The example of Sweden’s famously generous welfare state — though in many ways incomparable with Britain — is illustrative in this regard. Their system works because it is underpinned by strong social norms. One Swede emphasised to me that people are expected to work and contribute if they want to benefit from public resources. Another told me about applicants being rejected after job interviews because they don’t exercise. These attitudes strike the British psyche — my own included — as judgemental and conformist, but we are the ones prone to treat the state like an indulgent parent. Anecdotally, I have heard about patients demanding a treatment or diagnosis because they heard about it on Instagram.

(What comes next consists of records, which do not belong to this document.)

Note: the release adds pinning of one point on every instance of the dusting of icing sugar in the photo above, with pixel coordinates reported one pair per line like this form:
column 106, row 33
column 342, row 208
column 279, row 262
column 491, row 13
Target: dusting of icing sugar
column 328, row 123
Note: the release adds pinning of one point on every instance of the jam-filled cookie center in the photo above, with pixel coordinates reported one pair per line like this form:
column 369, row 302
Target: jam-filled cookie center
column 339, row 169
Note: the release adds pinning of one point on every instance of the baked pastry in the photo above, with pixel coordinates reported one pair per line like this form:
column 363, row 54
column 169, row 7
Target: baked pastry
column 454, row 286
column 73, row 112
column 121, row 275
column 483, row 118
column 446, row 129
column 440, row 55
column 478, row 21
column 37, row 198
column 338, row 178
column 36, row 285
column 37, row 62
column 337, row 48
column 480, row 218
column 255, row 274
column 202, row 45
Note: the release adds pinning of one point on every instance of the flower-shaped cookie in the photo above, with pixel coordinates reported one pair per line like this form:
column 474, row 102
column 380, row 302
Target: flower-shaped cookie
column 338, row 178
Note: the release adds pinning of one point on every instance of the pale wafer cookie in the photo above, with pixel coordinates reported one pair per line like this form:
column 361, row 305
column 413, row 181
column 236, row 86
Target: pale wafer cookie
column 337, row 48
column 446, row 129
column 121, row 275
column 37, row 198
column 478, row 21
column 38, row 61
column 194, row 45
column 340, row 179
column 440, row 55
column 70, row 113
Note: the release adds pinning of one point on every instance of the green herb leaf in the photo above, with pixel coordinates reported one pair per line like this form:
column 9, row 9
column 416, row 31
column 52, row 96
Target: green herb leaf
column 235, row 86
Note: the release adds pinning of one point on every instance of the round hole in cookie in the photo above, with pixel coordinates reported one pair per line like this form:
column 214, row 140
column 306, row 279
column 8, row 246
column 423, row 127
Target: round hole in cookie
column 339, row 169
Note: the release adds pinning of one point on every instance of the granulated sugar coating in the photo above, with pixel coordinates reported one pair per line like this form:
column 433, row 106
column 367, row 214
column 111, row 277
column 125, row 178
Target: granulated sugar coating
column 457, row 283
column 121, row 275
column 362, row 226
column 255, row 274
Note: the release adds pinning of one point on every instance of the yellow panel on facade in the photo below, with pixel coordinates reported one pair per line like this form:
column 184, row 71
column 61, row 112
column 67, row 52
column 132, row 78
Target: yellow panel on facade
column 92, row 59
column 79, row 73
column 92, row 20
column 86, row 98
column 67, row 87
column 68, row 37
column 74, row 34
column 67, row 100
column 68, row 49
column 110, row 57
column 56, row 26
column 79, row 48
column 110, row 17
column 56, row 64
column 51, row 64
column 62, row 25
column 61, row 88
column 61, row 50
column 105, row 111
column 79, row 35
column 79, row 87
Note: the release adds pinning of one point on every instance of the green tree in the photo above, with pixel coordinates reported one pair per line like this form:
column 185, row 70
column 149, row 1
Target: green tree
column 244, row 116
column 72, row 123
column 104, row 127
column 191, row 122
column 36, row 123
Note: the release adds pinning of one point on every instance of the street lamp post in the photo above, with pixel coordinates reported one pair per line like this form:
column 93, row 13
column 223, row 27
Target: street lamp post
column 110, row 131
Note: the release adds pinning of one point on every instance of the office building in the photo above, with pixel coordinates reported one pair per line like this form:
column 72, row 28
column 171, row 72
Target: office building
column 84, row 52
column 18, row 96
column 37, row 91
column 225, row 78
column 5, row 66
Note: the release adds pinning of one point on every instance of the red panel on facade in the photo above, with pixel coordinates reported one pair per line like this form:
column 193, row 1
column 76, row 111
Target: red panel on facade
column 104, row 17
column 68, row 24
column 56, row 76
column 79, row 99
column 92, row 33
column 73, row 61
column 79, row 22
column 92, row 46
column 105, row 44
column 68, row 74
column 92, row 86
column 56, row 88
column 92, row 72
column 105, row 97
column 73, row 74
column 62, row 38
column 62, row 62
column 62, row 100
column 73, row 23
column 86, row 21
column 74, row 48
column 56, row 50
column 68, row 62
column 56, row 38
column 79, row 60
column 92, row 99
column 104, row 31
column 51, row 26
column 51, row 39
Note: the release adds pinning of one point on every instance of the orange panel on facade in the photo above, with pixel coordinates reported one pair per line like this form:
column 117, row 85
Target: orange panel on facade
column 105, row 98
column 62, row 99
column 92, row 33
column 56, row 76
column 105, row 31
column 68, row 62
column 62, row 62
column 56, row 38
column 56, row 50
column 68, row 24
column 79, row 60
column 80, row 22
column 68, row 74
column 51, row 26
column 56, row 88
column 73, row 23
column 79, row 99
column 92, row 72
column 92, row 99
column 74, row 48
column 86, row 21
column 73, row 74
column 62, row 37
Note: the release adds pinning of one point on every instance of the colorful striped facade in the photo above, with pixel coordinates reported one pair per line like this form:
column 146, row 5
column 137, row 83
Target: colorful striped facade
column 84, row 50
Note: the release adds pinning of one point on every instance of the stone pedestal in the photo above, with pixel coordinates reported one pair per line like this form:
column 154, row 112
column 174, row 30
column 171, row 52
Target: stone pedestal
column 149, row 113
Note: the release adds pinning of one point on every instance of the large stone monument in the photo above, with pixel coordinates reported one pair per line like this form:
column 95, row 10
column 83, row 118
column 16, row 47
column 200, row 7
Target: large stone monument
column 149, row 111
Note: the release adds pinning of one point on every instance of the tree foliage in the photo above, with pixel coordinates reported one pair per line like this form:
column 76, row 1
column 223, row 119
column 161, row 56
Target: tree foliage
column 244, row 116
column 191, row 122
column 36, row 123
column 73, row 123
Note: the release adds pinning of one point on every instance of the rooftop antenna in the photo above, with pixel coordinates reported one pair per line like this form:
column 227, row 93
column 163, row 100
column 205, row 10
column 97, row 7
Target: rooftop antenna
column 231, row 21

As a consultant at an NHS hospital once explained to me, many of the organisation’s troubles stem from three major, incompatible goals: that healthcare should be distributed equitably to all; that it should provide the most advanced — and expensive — treatments modern science has to offer; and that it should be run with business-like efficiency. Streeting is placing special emphasis on the third of these goals, trying to create a service that performs its key functions more effectively at lower relative cost. To make headway, he will likely have to concede something on the other two. Making private health insurance tax deductible, for instance, would relieve pressure on the NHS by encouraging wealthier citizens to make less use of it, but it would also violate British taboos about inequality in healthcare. As for expensive new treatments, Streeting has already limited the availability of diet drugs and Alzheimer’s medicines; but what about genetically designed cancer therapies, or multiple cycles of fertility treatment? These are incredibly costly services that a previous generation would not have expected, yet for the small numbers of people that receive them, they are deeply important.

These are brutal decisions. But if we want to maintain a thoroughly utilitarian institution like the NHS, we have little choice but to think like utilitarians, maintaining some sense of the greatest good for the greatest number. The best way to reduce our exposure to such cruel reasoning is, again, to acknowledge that we can do more to support one another on our own terms. Of course the same problems of social breakdown that place such strain on the health service also make voluntarist solutions more difficult, especially in the areas where they are needed most. The temptation, instead, is to grab our share of scarce resources before they disappear. But if this model proves as unsustainable as it already appears, the need to do more for our own collective health and happiness will be forced on us sooner or later. We may as well accept it now.